If you want to go up, go down first
During my corporate years I have learned a very useful graph: the change curve. It describes the stages of transition in personal and organisational change, whether this change has been initiated by us or by others. It looks like a curve that first goes down then starts to slowly climb up again.
It goes down first because any disruption to the status quo will have an initial negative effect. No matter how prepared we are for it, how much we want the change to happen, performance will go down as we need to get used to the new.
If change is not welcomed, this phase will be filled with shock, denial, anger and resentment. The good old days will be missed and confusion and chaos will reign. At the lowest dip of the curve, we come to a point where nothing seems to work any longer and nothing seems to help. When we reach this bottom, all we can do is to let go of the past.
As we do this, something starts to change: we start climbing. The new takes shape and becomes more and more solid. A new reality starts to form; we start experimenting, we feel curiosity. Eventually we decide to embrace the new and enjoy the better version of reality that unfolds for us.
Going through change is not easy. Many organisational change projects fail because change is not managed sufficiently. And in our lives we refuse to embrace the new because of the instinctive fear we have of this initial hard phase.
The key question the change curve asks us is: are you ready to do what it takes?
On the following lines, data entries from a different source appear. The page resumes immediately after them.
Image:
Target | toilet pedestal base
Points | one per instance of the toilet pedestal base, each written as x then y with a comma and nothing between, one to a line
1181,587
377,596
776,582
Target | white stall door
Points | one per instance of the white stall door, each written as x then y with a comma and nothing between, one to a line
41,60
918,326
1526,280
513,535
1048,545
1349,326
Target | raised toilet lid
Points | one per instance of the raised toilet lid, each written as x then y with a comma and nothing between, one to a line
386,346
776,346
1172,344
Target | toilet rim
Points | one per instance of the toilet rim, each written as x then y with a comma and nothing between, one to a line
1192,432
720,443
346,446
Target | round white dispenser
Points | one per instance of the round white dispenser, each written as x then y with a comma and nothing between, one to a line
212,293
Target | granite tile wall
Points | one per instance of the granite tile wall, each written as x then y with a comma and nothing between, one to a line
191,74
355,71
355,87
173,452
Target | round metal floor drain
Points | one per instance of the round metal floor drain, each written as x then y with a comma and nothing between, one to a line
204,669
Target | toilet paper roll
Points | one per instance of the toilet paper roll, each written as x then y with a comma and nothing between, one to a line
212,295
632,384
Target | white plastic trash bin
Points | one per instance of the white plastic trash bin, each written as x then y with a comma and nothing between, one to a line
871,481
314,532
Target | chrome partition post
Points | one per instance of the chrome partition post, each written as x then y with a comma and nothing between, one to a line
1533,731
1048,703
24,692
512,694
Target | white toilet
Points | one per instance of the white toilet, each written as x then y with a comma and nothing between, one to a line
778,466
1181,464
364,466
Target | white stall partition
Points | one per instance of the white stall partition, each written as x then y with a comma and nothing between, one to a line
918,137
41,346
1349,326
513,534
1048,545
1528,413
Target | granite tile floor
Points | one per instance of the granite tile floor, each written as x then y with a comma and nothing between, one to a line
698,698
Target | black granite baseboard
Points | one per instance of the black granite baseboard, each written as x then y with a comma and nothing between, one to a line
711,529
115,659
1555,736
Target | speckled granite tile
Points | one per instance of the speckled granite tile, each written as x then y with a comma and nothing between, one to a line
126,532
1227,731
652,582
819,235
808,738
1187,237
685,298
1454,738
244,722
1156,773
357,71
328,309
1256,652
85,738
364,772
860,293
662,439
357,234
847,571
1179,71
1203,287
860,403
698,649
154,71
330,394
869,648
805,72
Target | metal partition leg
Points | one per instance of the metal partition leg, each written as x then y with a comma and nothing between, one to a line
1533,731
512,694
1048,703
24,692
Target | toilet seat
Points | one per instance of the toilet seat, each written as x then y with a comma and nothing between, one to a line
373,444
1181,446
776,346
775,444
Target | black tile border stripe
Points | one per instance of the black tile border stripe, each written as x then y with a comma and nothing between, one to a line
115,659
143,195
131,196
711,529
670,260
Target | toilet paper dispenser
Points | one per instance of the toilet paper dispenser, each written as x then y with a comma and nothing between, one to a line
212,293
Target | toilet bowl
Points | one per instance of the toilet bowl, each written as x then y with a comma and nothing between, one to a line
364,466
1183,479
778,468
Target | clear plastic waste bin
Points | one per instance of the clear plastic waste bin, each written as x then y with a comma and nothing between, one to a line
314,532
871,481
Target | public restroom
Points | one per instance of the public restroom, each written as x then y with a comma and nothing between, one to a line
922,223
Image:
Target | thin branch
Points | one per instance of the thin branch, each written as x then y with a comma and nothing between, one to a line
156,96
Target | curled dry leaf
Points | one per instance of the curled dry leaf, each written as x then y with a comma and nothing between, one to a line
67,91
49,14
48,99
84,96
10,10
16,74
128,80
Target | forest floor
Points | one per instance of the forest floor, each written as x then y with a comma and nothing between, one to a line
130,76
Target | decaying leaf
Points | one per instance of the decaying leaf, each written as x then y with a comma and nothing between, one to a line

Are you ready to pay the price? And payment in this case is upfront and comes with no money-back guarantee.
Change is tough. It’s one of the most stressful situations in our lives and to make it happen we need the commitment to go through with it. It also helps if we expect and prepare for what’s coming.
Know that it will be hard for a while as you start to change. Once you decide to go in a different direction, know that this decision will have its price that will need to be paid. Some people in your life might decide to make you change your mind, or they might desert you. Others might change with you. Your routine will not function any longer in a new situation. It will take time to adapt to a new scenario.
For instance if you ever dreamt of working in a foreign country, the first weeks once your dream job takes you there will be a far cry from what you had expected. It will be difficult for a while as you settle in, learn how to function in a new society, adapt to a new language. There will be lonely moments to weather and day-to-day challenges you did not have to deal with at home.
Know that’s part of it. If you made that decision consciously and are convinced it’s a good decision for you, just remember that you are travelling on a change curve and you’re on the downhill portion. Expect to hit the bottom; a moment when you will question your own decision and have strong doubts that this was a good one. Wait for this to pass and let go of how you imagined things would be.
Simply let go and accept the new; let it become part of your life. Get used to it, make friends with it. Maintain a sense of curiosity. See where it takes you. Eventually you will climb out of the change curve.
Every single model of it you find on Google will tell you so.